Environments in Risk of Rain 2 are also instantly compelling. The game obviously isn’t a technical marvel, but the art style it employs helps it achieve a very distinct and striking look. That style, combined with some gorgeous vistas – that you will really appreciate if you get the chance to look at them amidst the explosive action – give every location in the game a sense of mystery and desolate beauty. There’s also a decent bit of variety here, from arid deserts and fiery hellscapes to frozen wastelands and green hills. Together, the game’s low-fi music, its environments, and its art design give the game a great deal of atmosphere.
“Environments in Risk of Rain 2 are also instantly compelling. The game obviously isn’t a technical marvel, but the art style it employs helps it achieve a very distinct and striking look.”
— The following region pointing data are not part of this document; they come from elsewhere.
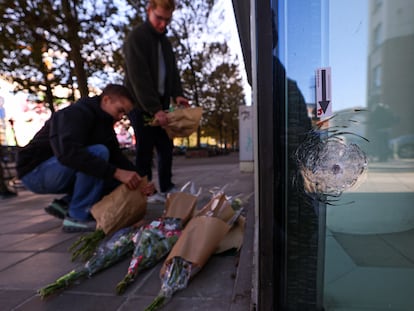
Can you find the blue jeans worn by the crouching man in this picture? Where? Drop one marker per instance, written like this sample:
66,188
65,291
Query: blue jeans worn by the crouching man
82,189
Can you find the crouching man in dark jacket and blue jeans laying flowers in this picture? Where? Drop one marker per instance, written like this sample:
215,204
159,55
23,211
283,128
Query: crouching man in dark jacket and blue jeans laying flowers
77,153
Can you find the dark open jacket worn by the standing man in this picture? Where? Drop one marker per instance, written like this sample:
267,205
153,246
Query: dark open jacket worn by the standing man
141,67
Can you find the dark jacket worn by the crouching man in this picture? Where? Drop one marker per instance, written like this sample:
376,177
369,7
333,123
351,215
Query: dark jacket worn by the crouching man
67,134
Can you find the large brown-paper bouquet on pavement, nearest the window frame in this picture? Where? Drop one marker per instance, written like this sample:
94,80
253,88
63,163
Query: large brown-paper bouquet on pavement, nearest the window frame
201,238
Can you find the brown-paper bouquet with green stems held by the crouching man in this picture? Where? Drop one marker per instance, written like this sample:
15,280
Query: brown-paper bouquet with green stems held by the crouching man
119,209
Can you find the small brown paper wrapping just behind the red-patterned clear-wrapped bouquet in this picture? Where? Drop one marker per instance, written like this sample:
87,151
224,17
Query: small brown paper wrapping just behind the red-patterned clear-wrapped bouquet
180,205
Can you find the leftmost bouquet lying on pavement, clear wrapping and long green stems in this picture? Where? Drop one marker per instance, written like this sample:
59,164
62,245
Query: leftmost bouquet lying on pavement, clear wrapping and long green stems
109,252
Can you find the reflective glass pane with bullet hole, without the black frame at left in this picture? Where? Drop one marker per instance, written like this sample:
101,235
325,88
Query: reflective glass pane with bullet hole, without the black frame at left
368,250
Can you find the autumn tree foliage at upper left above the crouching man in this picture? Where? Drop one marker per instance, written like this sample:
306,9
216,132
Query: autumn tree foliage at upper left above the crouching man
69,43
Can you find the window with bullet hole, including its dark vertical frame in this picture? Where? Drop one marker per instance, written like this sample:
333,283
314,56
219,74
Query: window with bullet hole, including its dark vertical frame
353,249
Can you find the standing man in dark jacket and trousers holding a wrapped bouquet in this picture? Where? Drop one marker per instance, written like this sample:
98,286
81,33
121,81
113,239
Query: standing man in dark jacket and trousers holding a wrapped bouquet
153,80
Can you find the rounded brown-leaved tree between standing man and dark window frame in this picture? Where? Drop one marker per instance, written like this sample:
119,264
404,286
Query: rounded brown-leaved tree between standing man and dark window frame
220,90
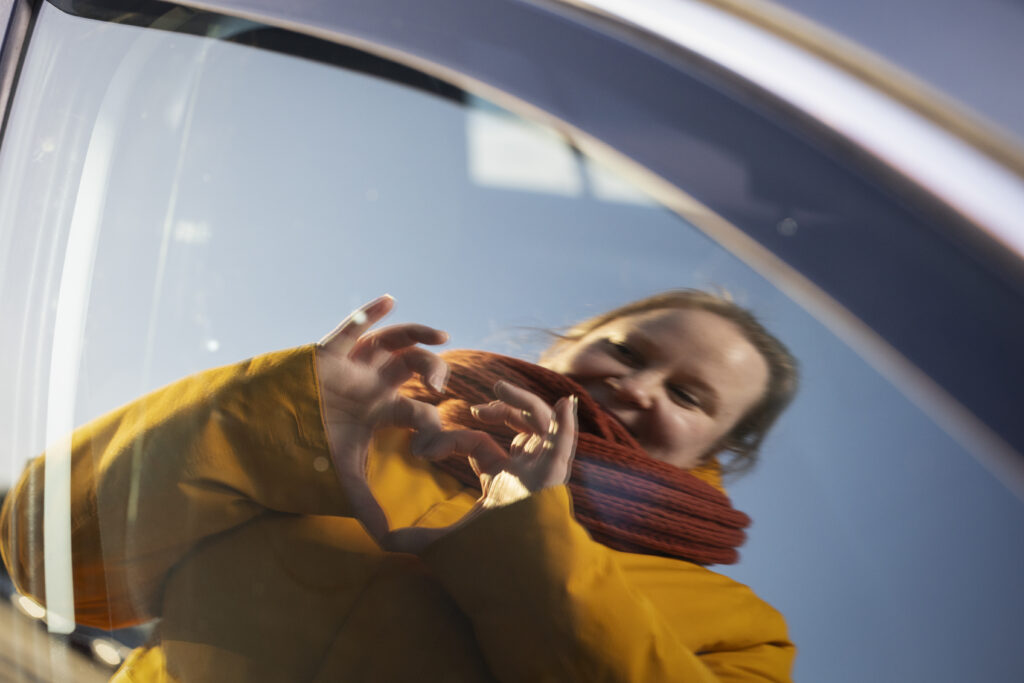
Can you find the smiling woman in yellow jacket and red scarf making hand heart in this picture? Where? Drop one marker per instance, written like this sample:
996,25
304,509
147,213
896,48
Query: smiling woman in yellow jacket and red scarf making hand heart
247,507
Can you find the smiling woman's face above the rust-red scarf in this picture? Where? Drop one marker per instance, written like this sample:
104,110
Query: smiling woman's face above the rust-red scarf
679,379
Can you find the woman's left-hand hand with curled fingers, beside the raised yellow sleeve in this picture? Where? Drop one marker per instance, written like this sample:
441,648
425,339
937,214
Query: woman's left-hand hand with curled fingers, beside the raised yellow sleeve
360,375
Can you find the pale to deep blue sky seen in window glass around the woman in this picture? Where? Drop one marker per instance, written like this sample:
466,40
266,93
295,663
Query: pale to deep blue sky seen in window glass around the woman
179,203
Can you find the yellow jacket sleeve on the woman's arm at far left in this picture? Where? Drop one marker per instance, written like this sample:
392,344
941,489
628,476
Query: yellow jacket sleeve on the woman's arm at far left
156,478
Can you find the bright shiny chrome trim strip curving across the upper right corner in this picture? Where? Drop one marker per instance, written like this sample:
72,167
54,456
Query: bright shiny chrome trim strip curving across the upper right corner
886,129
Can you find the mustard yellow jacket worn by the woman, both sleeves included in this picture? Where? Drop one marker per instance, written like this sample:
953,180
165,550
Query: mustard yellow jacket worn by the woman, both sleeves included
212,504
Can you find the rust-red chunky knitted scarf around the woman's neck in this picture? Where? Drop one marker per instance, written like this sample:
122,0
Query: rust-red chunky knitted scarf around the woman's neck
627,500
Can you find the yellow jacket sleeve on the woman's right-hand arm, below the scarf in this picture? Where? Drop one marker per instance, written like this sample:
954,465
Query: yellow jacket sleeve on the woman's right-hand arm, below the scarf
548,604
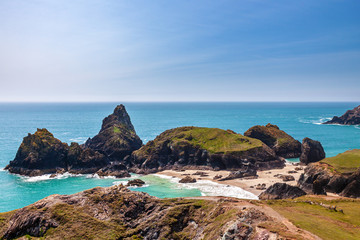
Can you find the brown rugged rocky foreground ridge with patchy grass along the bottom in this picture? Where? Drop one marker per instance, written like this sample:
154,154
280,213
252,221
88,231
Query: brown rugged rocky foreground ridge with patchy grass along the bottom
118,213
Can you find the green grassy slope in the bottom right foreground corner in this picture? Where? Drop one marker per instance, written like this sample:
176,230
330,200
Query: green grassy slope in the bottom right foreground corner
322,220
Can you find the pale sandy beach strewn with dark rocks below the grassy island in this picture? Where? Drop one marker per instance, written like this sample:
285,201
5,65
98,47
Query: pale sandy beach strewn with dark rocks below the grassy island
267,177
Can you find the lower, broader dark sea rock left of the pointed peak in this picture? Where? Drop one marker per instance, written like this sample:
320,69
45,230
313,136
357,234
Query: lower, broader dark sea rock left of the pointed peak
42,153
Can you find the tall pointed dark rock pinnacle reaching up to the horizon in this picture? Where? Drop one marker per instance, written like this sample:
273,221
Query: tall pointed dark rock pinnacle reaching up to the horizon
117,137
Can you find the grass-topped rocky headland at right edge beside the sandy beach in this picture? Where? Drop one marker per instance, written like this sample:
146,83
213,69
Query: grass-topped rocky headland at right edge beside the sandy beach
339,174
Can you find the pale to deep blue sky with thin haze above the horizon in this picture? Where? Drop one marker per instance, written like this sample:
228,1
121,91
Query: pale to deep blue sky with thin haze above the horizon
180,50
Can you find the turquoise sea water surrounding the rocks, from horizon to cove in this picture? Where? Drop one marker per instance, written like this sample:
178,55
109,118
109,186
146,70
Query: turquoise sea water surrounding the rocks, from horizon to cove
77,122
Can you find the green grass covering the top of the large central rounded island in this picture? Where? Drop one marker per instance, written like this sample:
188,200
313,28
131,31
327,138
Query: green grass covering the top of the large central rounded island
214,140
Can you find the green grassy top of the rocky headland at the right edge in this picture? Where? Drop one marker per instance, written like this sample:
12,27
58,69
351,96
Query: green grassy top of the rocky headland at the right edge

Risk of Rain 2 has a very acute understanding of what makes roguelikes fun. It’s progression is fast and rewarding, which means you always feel like you’re working toward something meaningful. Its loot is varied and impactful, which means it’s actually worth investing in and seeking out. Its enemies are formidable and and attack you in droves, which means fighting against them is always a joy, especially when you fight them in numbers. Risk of Rain 2 has that crucial “one more run” quality that the best roguelikes need to have, and offers a deeply compelling and addictive experience that proves that Hopoo Games can make a good roguelike regardless of what it looks like.
This game was reviewed on PC.
Combat is explosive and chaotic; Fast progression sees your character powering up with scores of loot in dynamic and unpredictable ways; Lots of variety in enemies, loot, and playable characters; Atmospheric environments are brought to life with great music and excellent art style.
The early stages of every run can feel a bit dull and tedious, especially when playing solo.
Risk of Rain 2 has that crucial “one more run” quality that the best roguelikes need to have, and offers a deeply compelling and addictive experience that proves that Hopoo Games can make a good roguelike regardless of what it looks like.